They do not eat, for, had they eaten
the food offered to them would have shrunk
Some reason that they take the essence from food
like bees take honey from flowers
But even that is not acceptable. Bees are seen to drink nectars
Gods aren’t seen to eat or drink
That food becomes stale is not because
that the gods have consumed their essence
But because of natural processes
…
Gods do not own, they cannot give
There lies no agency in god
People point at certain sites and say:
“Behold the village of gods! behold the field of gods!”
This comes from superstition
Gods cannot donate villages and fields to anyone
That those seats are called Villages of God, Fields of God
Imply that the gods are worshipped there
through ritual methods, overseen
by priests.
…
Gods cannot give to worshippers what they wish
Had god been omnipotent, had god been all powerful
then ze would not have cared for flattery or bribes
And would have made everyone free-willed and happy everywhere
Would have made everyone feel at ease
Neither is god omnipotent, nor is ze Almighty
…
Hear the Vedas speaking of stones:
Talking like hundreds and thousands of men
Their faces, green, reddened by the nectars of Soma
Opening out to the skies & the world – together, the stones wail
These stones have reached the ritual site
of Yajna – before everyone else did
With that virtue had they drunk the Soma
Before the even the fire-god did
Slightly inebriated by the flows of Soma
They call Indra, with their mouths they drink the honey of Soma
They dance with the fingers
of hands that press them
devoid of inhibitions
like brothers & sisters
The world echoes with their sound: Shabara says,
hear them speaking of the Sindhu –
the river so big that they named it – Sea –
Sindhu has beautiful robes
beautiful horses
Rides beautiful chariot
With diamonds glinting her whirls, ever young,
Sindhu gives us food – She is rich –
so many grasses & orchids adore her, they cover her from the banks!
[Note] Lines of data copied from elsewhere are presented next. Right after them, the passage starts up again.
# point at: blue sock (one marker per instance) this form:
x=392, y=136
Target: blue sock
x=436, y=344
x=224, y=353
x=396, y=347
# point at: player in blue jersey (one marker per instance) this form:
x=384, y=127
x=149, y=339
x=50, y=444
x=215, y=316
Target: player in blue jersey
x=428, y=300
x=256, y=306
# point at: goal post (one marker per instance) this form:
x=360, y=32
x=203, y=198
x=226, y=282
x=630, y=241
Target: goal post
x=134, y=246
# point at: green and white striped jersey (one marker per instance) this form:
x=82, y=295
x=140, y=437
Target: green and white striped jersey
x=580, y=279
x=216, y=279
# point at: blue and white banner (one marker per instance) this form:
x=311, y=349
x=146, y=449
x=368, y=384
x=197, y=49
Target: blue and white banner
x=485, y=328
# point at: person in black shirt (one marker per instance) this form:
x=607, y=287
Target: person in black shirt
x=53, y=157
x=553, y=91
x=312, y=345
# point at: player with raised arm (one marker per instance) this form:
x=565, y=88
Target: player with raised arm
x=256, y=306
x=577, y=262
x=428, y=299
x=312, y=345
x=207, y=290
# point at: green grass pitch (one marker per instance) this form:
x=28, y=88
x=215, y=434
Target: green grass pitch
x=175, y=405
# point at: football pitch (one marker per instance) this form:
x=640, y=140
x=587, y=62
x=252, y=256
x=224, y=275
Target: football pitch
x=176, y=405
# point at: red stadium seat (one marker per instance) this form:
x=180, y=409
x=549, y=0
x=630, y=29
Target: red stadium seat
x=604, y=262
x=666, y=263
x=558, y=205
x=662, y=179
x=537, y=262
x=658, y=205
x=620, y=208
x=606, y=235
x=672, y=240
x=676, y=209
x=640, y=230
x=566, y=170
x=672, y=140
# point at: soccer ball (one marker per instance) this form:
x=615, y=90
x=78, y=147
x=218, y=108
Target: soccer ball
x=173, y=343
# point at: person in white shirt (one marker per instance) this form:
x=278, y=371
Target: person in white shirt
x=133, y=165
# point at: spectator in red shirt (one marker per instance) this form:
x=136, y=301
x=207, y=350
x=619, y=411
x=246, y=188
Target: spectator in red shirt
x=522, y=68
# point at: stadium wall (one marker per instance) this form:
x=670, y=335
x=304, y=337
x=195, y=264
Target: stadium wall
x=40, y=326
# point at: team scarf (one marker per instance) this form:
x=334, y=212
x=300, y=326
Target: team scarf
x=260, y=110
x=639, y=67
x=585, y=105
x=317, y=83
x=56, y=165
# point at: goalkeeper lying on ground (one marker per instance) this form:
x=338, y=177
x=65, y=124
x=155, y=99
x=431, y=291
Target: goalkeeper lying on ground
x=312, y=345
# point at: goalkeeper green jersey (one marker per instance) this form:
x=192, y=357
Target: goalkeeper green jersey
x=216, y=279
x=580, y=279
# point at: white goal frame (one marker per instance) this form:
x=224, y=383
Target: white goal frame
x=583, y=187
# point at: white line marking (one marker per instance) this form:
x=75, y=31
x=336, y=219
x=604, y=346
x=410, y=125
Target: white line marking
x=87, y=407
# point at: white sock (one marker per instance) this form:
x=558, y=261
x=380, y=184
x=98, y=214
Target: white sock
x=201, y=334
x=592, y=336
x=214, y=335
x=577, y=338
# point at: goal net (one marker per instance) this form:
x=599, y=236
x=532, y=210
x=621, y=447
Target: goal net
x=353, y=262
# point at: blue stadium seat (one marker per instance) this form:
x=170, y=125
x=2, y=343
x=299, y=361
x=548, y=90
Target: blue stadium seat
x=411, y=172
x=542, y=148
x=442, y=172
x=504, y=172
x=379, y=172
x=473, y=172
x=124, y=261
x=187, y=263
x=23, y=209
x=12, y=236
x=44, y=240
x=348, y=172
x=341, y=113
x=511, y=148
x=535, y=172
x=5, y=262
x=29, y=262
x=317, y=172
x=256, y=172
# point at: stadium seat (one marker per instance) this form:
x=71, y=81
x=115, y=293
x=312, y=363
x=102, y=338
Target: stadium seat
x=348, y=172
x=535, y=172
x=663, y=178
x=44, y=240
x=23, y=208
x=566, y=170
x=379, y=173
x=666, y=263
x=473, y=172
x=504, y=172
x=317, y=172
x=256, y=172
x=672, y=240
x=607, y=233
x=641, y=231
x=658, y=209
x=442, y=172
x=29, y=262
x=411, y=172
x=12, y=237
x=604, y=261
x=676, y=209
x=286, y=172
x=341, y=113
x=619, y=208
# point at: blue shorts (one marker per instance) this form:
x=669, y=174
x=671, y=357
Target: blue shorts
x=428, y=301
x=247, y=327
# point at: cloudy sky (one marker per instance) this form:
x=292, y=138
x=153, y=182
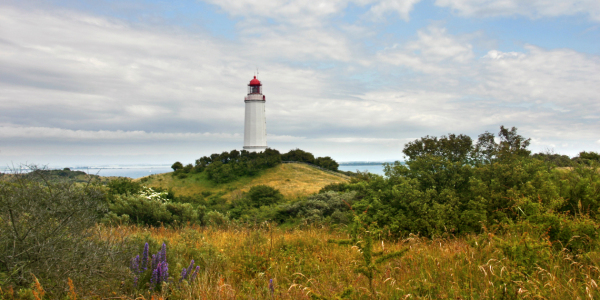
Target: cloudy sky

Behold Sindhu, putting horses to her splendid chariot!
May she ever bring us food
We sing lores of glory – of her chariot –
whose speed is unstoppable, whose fame is whose self-earned right!
– Shabara says:
– Rg Veda had these splendid metaphors,
Those stones & that river do not do these things for real
Like gods do not eat for real
Theists twist such metaphors into god-tales
thrust their worship down on people; thus begins superstitions & idolatry
So what will we understand as god?
In Yajna – even the fire is a metaphor
For hospitality, the guests are the key
But for rituals, the gods aren’t
The rituals themselves hold the key,
The objects used in rituals do
The gods don’t.
It is the practices that make religions, ‘the gods’ are merely names
used as fillers to weave nets of faith[ix]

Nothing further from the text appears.